La reprise de larges extraits d’un documentaire sans autorisation ne peut être justifiée par la liberté d’expression et le droit de citation

Au secours, l’arrêt Utrillo revient !

Nous attirons votre attention sur ce petit jugement du Tribunal judicaire de Paris du 8 septembre 20231 qui nous ramène 20 ans en arrière au fameux arrêt Utrillo de la Cour de cassation2. Une occasion de rappeler qu’il ne sert à rien de s’escrimer à invoquer la liberté d’expression ou le droit de citation pour justifier la reprise sans autorisation de larges extraits d’un documentaire dans le cadre d’un reportage.

Retour sur les faits : mise à l’écart du droit qui ne fait pas l’objet de discussions

Les faits sont d’une grande simplicité. M. [P] [C] est l'auteur d'un film documentaire intitulé « Mont Blanc, noir de monde ? » qu'il a réalisé entre 2016 et 2018 et qu'il a divulgué sous son nom sur la plateforme Youtube le 23 janvier 2018.

Le 6 août 2018, la société France télévisions a diffusé à la télévision, durant le journal de 20 heures, un reportage intitulé Mont Blanc, victime de son succès dans lequel sont reproduits des extraits modifiés du documentaire de M. [C].

Le 17 avril 2019, le conseil de M. [C] a mis en demeure la société France télévisions de réparer le préjudice résultant de cette contrefaçon de ses droits d'auteur. La société France télévisions a répondu que l'utilisation des extraits litigieux, à les supposer protégeables par le droit d'auteur, s'inscrivait dans sa mission d'information et respectait les conditions de l'exception de courte citation.

Le 4 septembre 2018, une capsule vidéo a été publiée sur la page Facebook de la chaîne France info, éditée par la société France télévisions, et essentiellement constituées d'extraits du documentaire de M. [C], différemment montés et sans mentionner son nom. Le second conseil de M. [C] a réitéré la mise en demeure. N’étant pas parvenu à trouver un accord, il a assigné en contrefaçon de droit d’auteur et parasitisme économique (point que nous n’aborderons pas3). Le tribunal commence par relever, ce qui n’appelle pas de commentaires particuliers, que le documentaire litigieux est bien une œuvre originale, que le titulaire du droit est le réalisateur au sens de l’article L. 113-7 du CPI et qu’il y a bien une reproduction partielle de cette œuvre de l’esprit (voir l’article L. 122-4) dans la reprise des extraits du documentaire. L’intérêt de l’arrêt se trouve dans les exceptions avancées par France Télévision. La chaîne de télévision avançait deux arguments : celui de la liberté d’expression et celui du droit de citation.
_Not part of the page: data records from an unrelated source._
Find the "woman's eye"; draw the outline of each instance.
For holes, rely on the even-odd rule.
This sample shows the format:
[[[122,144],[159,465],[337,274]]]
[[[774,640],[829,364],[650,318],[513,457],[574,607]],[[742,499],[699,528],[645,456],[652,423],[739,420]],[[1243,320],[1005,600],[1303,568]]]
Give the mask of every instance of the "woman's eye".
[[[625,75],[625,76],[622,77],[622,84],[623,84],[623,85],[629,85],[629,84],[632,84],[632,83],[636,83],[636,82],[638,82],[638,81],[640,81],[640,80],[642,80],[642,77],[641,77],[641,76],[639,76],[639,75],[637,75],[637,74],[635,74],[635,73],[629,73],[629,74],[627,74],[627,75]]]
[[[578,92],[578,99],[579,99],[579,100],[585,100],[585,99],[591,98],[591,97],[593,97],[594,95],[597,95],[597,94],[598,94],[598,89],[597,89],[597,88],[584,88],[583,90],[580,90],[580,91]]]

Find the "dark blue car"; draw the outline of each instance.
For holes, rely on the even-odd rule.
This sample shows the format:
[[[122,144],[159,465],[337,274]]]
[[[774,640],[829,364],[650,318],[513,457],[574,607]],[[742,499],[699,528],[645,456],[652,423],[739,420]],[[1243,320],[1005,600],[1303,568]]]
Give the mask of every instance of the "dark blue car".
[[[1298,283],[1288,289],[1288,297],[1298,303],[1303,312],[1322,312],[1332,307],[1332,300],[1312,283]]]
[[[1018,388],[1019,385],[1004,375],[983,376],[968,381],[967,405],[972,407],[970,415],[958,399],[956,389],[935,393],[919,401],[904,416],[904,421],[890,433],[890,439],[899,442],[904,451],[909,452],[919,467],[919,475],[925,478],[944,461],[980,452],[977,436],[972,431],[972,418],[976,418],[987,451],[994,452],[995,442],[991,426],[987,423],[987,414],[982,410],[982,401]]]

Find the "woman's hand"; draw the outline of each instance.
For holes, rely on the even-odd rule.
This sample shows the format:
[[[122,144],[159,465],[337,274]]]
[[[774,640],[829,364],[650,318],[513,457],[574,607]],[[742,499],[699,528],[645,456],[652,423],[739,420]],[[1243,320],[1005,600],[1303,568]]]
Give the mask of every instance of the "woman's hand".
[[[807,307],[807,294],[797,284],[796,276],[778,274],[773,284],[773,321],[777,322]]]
Droit d’auteur & liberté d’expression : absence de nécessité de la reprise de l’œuvre

Le Tribunal va donc rappeler ce qui est bien connu depuis la décision Utrillo. La liberté d’expression de l’article 10 et le droit au respect des biens de l’article premier du premier protocole additionnel (qui inclut le droit d’auteur) ont une valeur normative équivalente.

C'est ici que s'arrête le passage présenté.